CVRAVIT.SIBI.ET.CVI.DEVS.
DEDERIT. MCCCCLVII
The great
Ćipiko Palace is located across from the cathedral and belonged to
the famous Ćipiko family. The most famous member of this family,
Coriolanus Cipico, a writer and humanist, hired Nikola Firentinac
and Andrija Aleši to rebuild the palace. In the atrium of the palace
there is a wooden rooster from the beak of a Turkish galley, a kind
of memory of the battle of Lepanto in 1571.
The small palace
is also a complex of several connected buildings, and most of them
are from the 13th century. This palace is characterized by a
Renaissance courtyard, and the portal on the first floor is
decorated with candelabra, a favorite motif of Nicholas of Florence.
Due to almost two centuries of construction on the palaces,
there are different stylistic solutions from Renaissance,
Romanesque, Gothic to late Renaissance, and the influence of many
famous Trogir masters of palace builders: Andrija Aleši, Nikola
Firentinac and Ivan Duknović - who gave their personal
characteristics.
The so-called small Ćipiko Palace is located in
the main longitudinal street, opposite the town lodge and the church
of St. Martin (Barbara). An ancient pavement of a possible agora
(forum) of Traguria was discovered on the ground floor of the
palace.
The palace is a set of houses whose core is a
courtyard with a porch and an external staircase.
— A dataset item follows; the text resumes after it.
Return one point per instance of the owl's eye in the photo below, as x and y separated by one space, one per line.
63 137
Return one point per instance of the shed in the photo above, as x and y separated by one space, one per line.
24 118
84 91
The earliest phase
of these houses dates back to the 13th century, in the Romanesque
style (towards the door with a sickle arch located in the courtyard
or through the Romanesque window on the third floor), visible from
the main square.
The Ćipiko family acquired these houses in
the 1980s, and made changes to them in the Renaissance style, in
which Ivan Duknović probably took part.
The wing of the
palace on the south side of the yard is closed by a house that once
belonged to the Lucić family. The volume, with its façade to the
east, towards the main longitudinal street, to the south-western
edge of the square, faces the Grand Lodge, and belonged until 1481
to the merchants, the brothers Nikola and Ivan Salamunić.
At
the front of the building, in the level of the first floor, there
are two Gothic trifores, of which the left is a replica from the
middle of the 20th century. On the right triforium, which dates from
the beginning of the 15th century, a Renaissance frame with the coat
of arms of the Ćipiko family was subsequently added. Trifora is
probably the work of the builder and sculptor Petar Pozdančić from
the 1410s. There is a porch in the yard on the west side, and an
external staircase on the east side.
The yard underwent a
change in the eighties of the 15th century, at a time when the
houses became the property of the Ćipiko family, and on the west and
north sides, they received balconies on the level of the first and
long floors. The balcony railing on the first floor is composed of
stone slabs, inside which are circles with inscribed four-leaf
clover. Between these plates are inserted smaller plates with a
Renaissance motif of flutes - grooves on which are the coats of arms
of the Ćipiko family.
The portal on the first floor and the
top of the stairs are decorated with candelabras, which are the work
of Nikola Florentinac.
The portal to the Square, which faces the
Cathedral, was built by Ivan Duknović,
The Gothic triforium and
the courtyard with colonnades and galleries in the middle of this
building are entirely the work of Andrija Alešija.
Together with
the pilasters, the palace has a total of about 10 m of fence in the
inner courtyard of 41 m2. The pilasters were carved separately from
the parapet slabs and then mounted as monolithic "captains" to which
traforged slabs were added on the sides.
The gallery in the
Ćipiko Palace extends over the two wings of the courtyard (570 and
426 cm), while the stairs rise along the third wing.
On the south
door is a sculpture with lions by Nicola Florentinac and the
inscription: NOSCE TE IPSUM, whose translation is: Get to know
yourself.
On the balcony of the first floor is a pillar with a
capital of Gothic style characteristics that accepts the balcony of
the second floor, unsuccessfully reconstructed with a concrete beam.